In a shocking revelation, an investigation by a leading Australian research tech firm, Dvuln, has exposed that over 31,000 passwords from Australia’s Big Four banks have been compromised and shared with cyber criminals online.
- Per ABC News, the investigation, led by cyber intelligence researchers, revealed that passwords “belonging to at least 14,000 Commbank customers, 7,000 ANZ customers, 5,000 NAB and 4,000 Westpac customers,” have been made available for cyber criminals on Telegram and the dark web.
- The breach was not due to any security issues within the banks themselves, but rather the result of devices being infected with infostealer malware, which was then used to steal the passwords.
The malware, as stated by Jamie O’Reilly, Dvuln’s founder, is a type of program designed to suck out valuable data from devices and send it to cyber criminals. This type of malware can attack and obtain passwords, credit card details, cryptocurrency wallets, personal files, browser data, and much more.

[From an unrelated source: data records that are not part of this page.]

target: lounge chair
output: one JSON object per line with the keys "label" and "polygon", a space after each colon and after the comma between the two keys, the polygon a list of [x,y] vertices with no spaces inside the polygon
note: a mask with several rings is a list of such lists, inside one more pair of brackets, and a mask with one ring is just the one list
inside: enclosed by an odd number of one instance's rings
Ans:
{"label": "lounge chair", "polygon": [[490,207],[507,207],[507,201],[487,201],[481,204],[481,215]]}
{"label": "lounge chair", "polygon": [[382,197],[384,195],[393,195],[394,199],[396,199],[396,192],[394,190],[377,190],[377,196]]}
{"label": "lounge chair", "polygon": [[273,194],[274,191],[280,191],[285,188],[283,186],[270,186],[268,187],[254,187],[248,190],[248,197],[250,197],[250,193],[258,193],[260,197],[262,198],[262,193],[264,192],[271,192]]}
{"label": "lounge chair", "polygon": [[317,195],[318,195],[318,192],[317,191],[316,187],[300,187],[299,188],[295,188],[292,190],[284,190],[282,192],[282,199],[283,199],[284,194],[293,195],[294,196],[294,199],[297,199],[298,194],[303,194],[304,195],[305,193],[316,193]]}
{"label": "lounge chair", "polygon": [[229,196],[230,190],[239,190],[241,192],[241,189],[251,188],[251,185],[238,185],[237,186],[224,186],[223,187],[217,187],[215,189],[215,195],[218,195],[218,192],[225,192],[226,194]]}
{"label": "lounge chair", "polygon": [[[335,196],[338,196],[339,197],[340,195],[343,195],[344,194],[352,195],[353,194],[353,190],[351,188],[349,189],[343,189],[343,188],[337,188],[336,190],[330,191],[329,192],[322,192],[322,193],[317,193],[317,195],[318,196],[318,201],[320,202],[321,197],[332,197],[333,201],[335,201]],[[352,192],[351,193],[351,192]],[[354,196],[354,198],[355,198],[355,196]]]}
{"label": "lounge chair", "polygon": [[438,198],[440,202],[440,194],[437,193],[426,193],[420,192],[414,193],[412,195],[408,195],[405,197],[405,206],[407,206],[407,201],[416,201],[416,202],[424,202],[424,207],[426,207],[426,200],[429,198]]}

| Characteristics of Infostealer Malware | Effects on Users |
|---|---|
| Infostealer malware can steal passwords, credit card details, and cryptocurrency wallets. | Users can lose access to their online accounts, personal files, and sensitive information. |
| The malware can also attack browser data and personal files. | Users may experience issues with their online banking, shopping, and other online activities. |
The Australian Banking Association CEO, Anna Bligh, has stated that the bank’s top priority is to keep customers secure online. The data breach was not due to a security issue at the bank, but rather from personal devices being infected with the malware.
“If customers have any concerns about their account details, they should get in touch with their bank as soon as possible.”
Dvuln’s founder, Jamie O’Reilly, has emphasized the importance of taking proactive measures to protect passwords and sensitive information. He advises customers to rotate passwords, move passwords to secure devices, stay on top of antivirus updates, and utilize the bank’s multi-factor authentication.
However, even with these measures in place, no security system is completely unhackable.